On ARM 64-bit arch, Sudeep Holla provided a patch (commit 246246cbde5e840012f853e27630ebb59f409486) in 2014 which adds support for providing processor cache information to userspace through sysfs interface. It is based on already existing implementations(x86, ia64, s390 and powerpc).
The basic process is device initcall cacheinfo_sysfs_init(void) calls detect_cache_attributes(unsigned int cpu) to get cache information from hardware and device tree. In this function, it calls hardware specific function init_cache_level(unsigned int cpu) and populate_cache_leaves(unsigned int cpu) to get cache information from hardware registers. In ARM 64-bit case, these registers are CCSIDR, CLIDR, CSSELR. From these registers, cache line size, number of sets, cache hierarchy can be obtained. Then it will call cache_shared_cpu_map_setup (unsigned int cpu) to get cache information from device tree. Because some of cache hierarchy information is out of CPU core’s view. For example, which cores are shared L2 cache. These information can only be get from device tree.
It is good to get a ARM 64-bit box and practice it on that. We can use qemu-system-aarch64 as an alternative. But you probably will say “There is no cache info in sysfs!”. That’s true. :-) Because there is no “next-level-cache” in machine virt’s default device tree. Function cache_shared_cpu_map_setup will return error. You can see below log from dmesg.

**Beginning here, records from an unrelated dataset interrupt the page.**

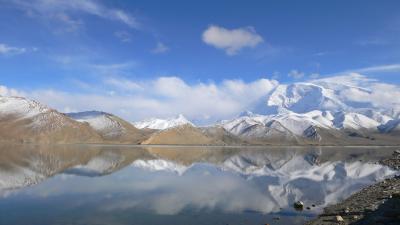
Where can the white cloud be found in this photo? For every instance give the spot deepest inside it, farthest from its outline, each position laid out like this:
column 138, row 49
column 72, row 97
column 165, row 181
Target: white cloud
column 355, row 87
column 204, row 102
column 296, row 74
column 5, row 91
column 161, row 97
column 11, row 50
column 160, row 48
column 124, row 36
column 231, row 41
column 314, row 75
column 123, row 84
column 52, row 8
column 379, row 69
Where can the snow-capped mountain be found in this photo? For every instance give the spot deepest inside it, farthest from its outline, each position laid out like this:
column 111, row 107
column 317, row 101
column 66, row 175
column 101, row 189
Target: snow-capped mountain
column 162, row 124
column 307, row 109
column 109, row 126
column 348, row 93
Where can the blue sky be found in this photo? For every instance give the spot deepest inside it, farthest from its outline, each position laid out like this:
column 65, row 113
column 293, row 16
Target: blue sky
column 94, row 47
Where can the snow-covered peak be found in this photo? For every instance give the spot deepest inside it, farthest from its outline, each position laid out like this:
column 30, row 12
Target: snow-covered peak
column 105, row 123
column 21, row 107
column 162, row 124
column 300, row 98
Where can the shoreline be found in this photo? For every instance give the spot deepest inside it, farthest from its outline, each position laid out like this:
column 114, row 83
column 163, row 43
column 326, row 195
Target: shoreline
column 376, row 204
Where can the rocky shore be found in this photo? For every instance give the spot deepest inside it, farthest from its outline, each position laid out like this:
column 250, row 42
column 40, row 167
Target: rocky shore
column 376, row 204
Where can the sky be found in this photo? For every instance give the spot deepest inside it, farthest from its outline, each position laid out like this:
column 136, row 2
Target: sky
column 142, row 59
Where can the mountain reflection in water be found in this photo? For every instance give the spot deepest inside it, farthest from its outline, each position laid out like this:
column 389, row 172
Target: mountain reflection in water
column 78, row 184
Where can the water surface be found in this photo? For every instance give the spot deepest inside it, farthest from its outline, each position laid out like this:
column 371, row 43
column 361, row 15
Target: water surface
column 80, row 184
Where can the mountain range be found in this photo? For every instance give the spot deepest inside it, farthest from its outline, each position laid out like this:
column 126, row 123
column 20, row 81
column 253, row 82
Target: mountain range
column 319, row 112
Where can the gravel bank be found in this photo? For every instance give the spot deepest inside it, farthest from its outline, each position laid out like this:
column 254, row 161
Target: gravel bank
column 376, row 204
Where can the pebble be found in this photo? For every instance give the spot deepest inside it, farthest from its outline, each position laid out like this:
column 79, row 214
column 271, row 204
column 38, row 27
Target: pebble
column 339, row 219
column 298, row 205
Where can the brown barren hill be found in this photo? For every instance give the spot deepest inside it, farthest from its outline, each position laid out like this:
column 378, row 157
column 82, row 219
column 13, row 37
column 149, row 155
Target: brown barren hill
column 27, row 121
column 181, row 135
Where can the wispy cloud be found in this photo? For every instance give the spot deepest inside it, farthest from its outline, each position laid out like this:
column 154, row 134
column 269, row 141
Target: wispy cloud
column 372, row 42
column 295, row 74
column 161, row 97
column 55, row 8
column 12, row 50
column 124, row 36
column 231, row 41
column 160, row 48
column 379, row 69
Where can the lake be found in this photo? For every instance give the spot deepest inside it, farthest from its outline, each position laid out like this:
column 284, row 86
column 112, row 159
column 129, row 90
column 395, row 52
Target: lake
column 105, row 184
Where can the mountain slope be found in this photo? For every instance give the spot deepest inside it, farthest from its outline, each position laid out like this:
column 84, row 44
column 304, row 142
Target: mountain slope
column 182, row 135
column 111, row 127
column 24, row 120
column 161, row 124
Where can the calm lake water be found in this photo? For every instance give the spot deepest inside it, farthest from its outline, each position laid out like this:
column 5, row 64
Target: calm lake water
column 77, row 184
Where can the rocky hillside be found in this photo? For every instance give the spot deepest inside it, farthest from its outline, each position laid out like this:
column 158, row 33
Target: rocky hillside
column 23, row 120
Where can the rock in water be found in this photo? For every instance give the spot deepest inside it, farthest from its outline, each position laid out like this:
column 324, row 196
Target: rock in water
column 339, row 219
column 299, row 205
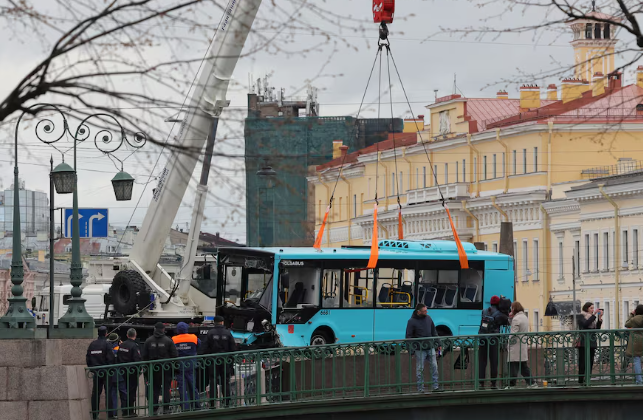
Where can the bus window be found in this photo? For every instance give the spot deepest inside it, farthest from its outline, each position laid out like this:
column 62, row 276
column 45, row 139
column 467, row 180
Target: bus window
column 302, row 288
column 330, row 288
column 357, row 289
column 394, row 288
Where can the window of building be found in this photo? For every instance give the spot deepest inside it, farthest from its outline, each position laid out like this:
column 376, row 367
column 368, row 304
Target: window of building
column 635, row 247
column 606, row 251
column 596, row 252
column 536, row 260
column 504, row 163
column 625, row 250
column 464, row 170
column 525, row 260
column 475, row 169
column 535, row 159
column 587, row 253
column 561, row 260
column 515, row 156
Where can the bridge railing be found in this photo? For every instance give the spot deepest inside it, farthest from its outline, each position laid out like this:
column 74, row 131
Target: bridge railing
column 364, row 370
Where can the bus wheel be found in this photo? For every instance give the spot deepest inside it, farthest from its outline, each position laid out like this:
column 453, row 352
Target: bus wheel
column 321, row 337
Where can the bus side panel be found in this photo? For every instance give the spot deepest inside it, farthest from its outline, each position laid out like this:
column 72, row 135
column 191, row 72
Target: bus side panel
column 498, row 282
column 390, row 323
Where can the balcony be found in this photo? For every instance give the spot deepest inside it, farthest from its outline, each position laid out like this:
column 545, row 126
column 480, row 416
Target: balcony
column 459, row 190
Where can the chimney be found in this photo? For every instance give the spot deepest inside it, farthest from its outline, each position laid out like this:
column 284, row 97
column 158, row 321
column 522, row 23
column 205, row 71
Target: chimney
column 598, row 84
column 552, row 92
column 336, row 145
column 529, row 96
column 343, row 150
column 571, row 89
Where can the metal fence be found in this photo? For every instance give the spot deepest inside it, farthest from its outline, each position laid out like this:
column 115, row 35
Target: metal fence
column 363, row 370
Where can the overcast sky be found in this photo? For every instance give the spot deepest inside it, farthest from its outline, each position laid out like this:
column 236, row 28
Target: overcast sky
column 425, row 65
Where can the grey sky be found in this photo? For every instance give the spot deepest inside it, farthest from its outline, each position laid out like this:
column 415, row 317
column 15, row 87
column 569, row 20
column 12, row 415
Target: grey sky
column 424, row 66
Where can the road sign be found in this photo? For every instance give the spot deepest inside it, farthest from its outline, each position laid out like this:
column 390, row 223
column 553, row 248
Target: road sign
column 93, row 223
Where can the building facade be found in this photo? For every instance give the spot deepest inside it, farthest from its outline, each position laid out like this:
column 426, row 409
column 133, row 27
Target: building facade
column 493, row 160
column 34, row 211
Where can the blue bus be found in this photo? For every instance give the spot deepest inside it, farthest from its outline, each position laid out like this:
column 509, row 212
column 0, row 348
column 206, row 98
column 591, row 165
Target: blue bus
column 311, row 297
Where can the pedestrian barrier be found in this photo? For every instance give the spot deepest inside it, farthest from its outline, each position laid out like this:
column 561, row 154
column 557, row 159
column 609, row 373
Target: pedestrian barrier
column 363, row 370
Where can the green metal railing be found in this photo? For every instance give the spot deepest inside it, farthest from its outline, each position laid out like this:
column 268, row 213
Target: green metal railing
column 364, row 370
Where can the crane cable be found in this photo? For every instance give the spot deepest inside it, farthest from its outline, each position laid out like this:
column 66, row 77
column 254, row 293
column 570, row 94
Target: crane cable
column 464, row 262
column 320, row 234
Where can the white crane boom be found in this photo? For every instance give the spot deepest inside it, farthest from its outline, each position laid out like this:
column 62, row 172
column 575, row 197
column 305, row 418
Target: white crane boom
column 206, row 105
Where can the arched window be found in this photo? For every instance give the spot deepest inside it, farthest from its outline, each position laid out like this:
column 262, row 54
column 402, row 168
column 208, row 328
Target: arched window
column 597, row 31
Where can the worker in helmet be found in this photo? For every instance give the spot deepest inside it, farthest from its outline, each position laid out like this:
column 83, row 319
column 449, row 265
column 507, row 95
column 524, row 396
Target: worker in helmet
column 187, row 345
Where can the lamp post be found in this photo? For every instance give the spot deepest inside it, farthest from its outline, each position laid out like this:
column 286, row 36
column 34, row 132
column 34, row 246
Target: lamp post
column 269, row 175
column 77, row 323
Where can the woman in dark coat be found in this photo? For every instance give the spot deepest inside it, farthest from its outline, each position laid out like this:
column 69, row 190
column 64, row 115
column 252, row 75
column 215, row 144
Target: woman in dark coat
column 589, row 319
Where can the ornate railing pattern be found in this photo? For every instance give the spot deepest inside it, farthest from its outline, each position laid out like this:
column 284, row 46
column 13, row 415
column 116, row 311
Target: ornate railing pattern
column 362, row 370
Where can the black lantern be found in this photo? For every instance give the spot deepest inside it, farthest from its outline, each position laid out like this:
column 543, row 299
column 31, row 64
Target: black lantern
column 64, row 178
column 123, row 184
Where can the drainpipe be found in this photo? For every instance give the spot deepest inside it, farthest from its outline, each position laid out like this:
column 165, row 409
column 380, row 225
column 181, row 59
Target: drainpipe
column 545, row 272
column 493, row 203
column 331, row 214
column 350, row 196
column 617, row 256
column 506, row 163
column 464, row 207
column 410, row 169
column 473, row 149
column 551, row 129
column 379, row 160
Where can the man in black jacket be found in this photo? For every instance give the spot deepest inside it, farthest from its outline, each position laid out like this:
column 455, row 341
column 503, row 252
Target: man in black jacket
column 100, row 353
column 129, row 352
column 220, row 340
column 159, row 347
column 493, row 319
column 420, row 325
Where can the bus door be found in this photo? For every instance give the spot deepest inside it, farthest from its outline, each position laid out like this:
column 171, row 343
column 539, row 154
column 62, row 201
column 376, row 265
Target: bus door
column 394, row 302
column 355, row 317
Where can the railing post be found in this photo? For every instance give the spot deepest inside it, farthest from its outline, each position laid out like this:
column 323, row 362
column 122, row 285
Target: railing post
column 612, row 359
column 367, row 350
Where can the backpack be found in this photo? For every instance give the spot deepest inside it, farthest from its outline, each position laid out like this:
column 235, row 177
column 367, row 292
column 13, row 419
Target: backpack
column 488, row 324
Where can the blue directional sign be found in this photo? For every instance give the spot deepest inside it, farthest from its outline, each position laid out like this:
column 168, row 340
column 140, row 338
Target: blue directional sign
column 93, row 223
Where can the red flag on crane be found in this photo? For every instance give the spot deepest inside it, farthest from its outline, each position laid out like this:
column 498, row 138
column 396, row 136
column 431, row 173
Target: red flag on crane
column 464, row 261
column 375, row 250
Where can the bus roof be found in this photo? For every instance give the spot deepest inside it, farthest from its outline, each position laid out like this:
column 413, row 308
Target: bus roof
column 388, row 249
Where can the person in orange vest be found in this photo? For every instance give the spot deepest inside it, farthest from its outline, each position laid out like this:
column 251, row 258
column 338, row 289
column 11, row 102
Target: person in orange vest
column 187, row 345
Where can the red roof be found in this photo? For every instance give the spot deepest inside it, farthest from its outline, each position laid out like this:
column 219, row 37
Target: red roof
column 401, row 140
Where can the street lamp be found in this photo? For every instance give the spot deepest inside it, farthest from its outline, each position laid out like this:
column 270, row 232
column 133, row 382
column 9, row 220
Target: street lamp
column 76, row 323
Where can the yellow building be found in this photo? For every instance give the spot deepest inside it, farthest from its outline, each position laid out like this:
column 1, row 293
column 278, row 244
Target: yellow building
column 493, row 159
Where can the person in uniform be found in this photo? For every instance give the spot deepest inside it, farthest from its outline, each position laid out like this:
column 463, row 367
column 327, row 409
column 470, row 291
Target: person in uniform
column 220, row 340
column 160, row 347
column 129, row 352
column 186, row 345
column 100, row 353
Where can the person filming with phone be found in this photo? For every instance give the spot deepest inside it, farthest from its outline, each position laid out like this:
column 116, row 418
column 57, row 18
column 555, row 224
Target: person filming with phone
column 589, row 319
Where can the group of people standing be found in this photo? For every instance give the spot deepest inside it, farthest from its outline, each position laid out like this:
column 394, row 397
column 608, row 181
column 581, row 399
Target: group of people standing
column 503, row 316
column 110, row 350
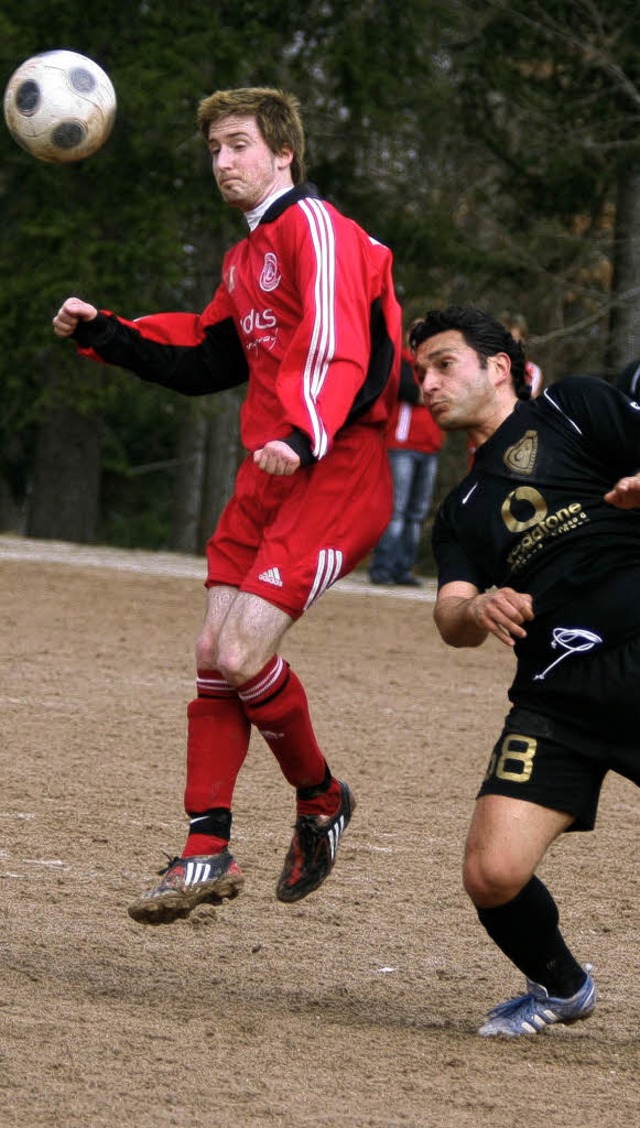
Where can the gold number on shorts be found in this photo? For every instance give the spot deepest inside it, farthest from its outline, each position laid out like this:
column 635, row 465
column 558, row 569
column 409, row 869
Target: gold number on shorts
column 516, row 749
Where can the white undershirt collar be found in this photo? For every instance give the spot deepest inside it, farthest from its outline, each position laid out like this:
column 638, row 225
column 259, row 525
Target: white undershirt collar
column 254, row 217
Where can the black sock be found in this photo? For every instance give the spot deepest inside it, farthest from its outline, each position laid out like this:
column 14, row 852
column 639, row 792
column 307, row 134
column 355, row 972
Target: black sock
column 526, row 931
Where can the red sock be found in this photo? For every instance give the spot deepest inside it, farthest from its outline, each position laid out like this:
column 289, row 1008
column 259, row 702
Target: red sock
column 275, row 702
column 218, row 736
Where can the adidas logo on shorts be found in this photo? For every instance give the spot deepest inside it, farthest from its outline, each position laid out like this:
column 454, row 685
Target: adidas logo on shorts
column 271, row 575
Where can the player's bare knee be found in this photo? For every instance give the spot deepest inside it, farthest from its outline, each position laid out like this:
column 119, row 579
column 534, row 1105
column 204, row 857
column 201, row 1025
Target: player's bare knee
column 491, row 881
column 205, row 652
column 235, row 663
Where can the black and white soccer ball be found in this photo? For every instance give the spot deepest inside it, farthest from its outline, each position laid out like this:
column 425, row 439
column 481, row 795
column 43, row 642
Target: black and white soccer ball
column 60, row 106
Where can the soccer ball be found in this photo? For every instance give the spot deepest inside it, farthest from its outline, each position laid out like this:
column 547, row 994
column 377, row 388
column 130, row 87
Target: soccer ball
column 60, row 106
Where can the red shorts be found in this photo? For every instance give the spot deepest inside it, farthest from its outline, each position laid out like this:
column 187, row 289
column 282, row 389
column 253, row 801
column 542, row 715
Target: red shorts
column 289, row 538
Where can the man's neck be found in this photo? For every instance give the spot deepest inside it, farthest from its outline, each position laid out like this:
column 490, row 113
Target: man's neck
column 481, row 432
column 255, row 214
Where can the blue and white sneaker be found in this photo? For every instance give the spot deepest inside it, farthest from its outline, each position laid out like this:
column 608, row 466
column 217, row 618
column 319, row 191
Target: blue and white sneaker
column 528, row 1014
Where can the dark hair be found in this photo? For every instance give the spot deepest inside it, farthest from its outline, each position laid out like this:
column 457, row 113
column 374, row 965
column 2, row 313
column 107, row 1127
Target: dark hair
column 481, row 333
column 277, row 113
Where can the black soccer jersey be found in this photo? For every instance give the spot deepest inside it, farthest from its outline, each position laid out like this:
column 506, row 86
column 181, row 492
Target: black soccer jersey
column 531, row 513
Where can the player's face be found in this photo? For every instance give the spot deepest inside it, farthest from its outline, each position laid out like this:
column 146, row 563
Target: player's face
column 458, row 389
column 245, row 168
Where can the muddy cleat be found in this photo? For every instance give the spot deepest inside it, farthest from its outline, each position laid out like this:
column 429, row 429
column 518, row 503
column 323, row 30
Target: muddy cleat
column 187, row 882
column 528, row 1014
column 313, row 849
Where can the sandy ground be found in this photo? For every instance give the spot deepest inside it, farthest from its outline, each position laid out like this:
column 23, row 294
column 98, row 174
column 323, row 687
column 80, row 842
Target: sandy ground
column 359, row 1005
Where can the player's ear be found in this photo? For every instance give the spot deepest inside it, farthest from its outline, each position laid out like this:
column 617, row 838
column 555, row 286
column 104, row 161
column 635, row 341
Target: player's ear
column 501, row 368
column 283, row 158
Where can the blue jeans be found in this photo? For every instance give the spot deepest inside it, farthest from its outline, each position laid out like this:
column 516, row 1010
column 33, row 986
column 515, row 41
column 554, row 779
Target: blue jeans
column 413, row 478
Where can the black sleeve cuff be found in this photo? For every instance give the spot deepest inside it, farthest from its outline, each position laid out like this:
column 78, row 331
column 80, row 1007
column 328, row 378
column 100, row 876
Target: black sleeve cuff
column 301, row 444
column 95, row 333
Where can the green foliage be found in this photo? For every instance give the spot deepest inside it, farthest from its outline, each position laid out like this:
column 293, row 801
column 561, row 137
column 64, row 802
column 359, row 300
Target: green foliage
column 480, row 139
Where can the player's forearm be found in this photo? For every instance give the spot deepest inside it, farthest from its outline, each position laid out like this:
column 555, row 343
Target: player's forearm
column 456, row 622
column 194, row 366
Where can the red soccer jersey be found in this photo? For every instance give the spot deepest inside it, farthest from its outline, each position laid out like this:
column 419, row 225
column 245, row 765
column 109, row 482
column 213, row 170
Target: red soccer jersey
column 308, row 298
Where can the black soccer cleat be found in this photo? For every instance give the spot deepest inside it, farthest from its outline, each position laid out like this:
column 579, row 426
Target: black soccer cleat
column 187, row 882
column 313, row 849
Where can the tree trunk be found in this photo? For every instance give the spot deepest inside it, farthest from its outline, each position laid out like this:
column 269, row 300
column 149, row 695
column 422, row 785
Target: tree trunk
column 625, row 318
column 63, row 503
column 185, row 535
column 224, row 455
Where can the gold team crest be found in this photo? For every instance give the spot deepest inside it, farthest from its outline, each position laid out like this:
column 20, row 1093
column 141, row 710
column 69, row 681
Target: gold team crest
column 522, row 456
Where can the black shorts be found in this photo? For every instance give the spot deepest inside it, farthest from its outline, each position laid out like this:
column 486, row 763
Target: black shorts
column 557, row 748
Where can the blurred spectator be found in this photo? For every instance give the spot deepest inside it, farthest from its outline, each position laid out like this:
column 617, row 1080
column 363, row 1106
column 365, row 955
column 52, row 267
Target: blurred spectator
column 517, row 326
column 413, row 441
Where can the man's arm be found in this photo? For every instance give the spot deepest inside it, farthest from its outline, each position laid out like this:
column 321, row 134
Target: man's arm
column 625, row 493
column 466, row 617
column 193, row 354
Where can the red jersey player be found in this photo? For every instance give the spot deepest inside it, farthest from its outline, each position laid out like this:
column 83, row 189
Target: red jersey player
column 306, row 314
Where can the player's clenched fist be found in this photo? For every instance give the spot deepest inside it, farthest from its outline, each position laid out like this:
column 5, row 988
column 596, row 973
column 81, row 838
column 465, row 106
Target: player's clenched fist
column 502, row 613
column 69, row 314
column 277, row 457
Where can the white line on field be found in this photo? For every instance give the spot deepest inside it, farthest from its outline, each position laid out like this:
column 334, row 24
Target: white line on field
column 172, row 565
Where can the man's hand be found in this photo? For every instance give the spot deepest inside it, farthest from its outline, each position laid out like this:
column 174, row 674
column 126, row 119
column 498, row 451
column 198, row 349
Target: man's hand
column 502, row 613
column 277, row 457
column 68, row 316
column 625, row 493
column 465, row 616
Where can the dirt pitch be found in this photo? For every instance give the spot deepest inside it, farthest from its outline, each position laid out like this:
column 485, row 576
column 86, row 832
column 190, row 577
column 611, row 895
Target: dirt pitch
column 358, row 1007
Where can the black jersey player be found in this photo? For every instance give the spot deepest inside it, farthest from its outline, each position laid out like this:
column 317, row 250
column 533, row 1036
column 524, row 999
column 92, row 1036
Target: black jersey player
column 538, row 546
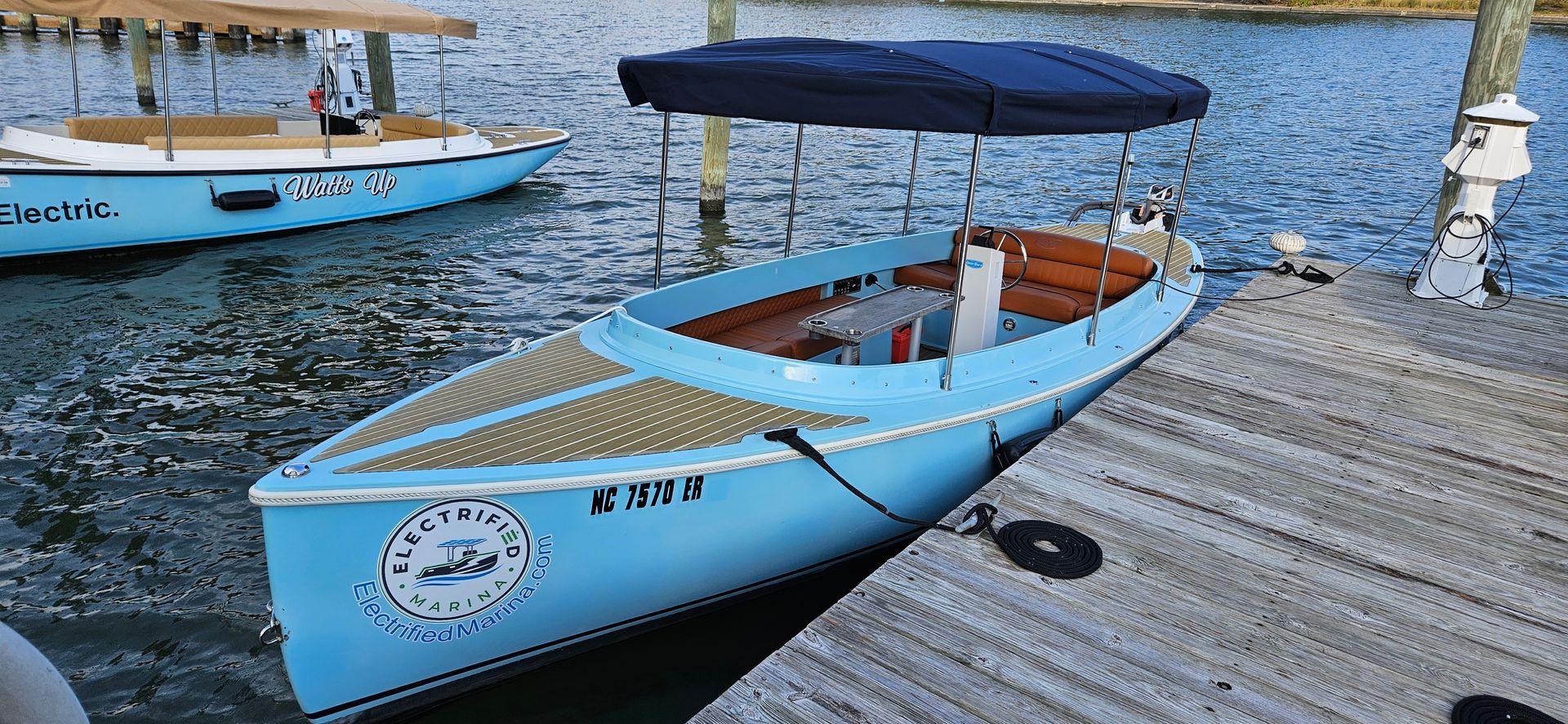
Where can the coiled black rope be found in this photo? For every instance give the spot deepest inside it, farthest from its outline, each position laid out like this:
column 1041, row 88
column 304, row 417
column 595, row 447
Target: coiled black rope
column 1487, row 708
column 1489, row 233
column 1075, row 557
column 1308, row 273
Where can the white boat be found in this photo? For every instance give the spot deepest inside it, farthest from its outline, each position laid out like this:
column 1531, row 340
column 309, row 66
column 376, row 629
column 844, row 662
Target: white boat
column 109, row 182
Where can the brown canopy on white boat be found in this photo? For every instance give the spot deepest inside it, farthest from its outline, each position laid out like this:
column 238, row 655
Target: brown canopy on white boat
column 381, row 16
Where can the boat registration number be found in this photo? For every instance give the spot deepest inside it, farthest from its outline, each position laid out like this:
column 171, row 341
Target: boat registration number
column 654, row 492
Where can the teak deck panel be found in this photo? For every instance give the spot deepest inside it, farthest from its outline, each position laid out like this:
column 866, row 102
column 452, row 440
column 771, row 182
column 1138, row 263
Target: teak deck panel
column 1343, row 507
column 644, row 417
column 557, row 366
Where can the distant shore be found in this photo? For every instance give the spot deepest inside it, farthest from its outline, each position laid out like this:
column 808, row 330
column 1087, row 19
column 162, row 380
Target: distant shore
column 1332, row 10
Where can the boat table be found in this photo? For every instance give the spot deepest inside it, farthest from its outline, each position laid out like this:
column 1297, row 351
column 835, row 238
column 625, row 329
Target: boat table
column 880, row 313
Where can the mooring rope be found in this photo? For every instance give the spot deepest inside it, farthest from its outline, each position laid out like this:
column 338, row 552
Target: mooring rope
column 1075, row 557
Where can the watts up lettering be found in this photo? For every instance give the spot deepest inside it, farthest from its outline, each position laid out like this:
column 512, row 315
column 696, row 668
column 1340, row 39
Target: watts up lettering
column 303, row 187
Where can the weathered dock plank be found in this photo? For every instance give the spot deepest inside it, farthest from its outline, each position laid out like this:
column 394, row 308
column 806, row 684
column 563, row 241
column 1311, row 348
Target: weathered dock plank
column 1341, row 507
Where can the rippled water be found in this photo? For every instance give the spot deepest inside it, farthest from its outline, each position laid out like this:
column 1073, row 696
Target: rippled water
column 140, row 395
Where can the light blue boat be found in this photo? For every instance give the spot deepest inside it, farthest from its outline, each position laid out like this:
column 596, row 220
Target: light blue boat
column 648, row 463
column 104, row 182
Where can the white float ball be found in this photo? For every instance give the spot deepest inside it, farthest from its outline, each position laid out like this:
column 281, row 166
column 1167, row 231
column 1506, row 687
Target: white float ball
column 1288, row 242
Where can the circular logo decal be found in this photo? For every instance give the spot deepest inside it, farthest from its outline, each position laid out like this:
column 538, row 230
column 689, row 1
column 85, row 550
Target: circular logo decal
column 455, row 558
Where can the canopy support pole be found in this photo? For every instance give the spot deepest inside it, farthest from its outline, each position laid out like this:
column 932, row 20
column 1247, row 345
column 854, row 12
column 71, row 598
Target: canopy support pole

Unable to detect cache hierarchy from DT for CPU 0
So what should we do now? Fortunately, Qemu provides a way (-dtb) to load your own dtb file. We can modify the device tree to add “next-level-cache”. But where can we get the default device tree which we can based on? Fortunately, again, Qemu provides a way (-machine dumpdtb=xxx.dtb) to dump the default device tree. Here is steps.
Step 1:
Dump the default dtb file
qemu-system-aarch64 -machine virt dumpdtb=virt_default.dtb <followed by other options>
Step 2:
Decompile dtb file to dts file
dtc -I dtb -O dts virt_default.dtb > virt.dts
Step 3:
Add "next-level-cache" to each cpu node. For how to add that, just type "grep -r "next-level-cache" ./" in your Kernel source code. You should get a plenty of samples.
Step 4:
Use dtc to compile the modified dts file to dtb file.
Step 5:
Load this new dtb file in Qemu.
qemu-system-aarch64 -dtb virt_new.dtb <followed by other options>
Then you should be able to see cache information from your sysfs.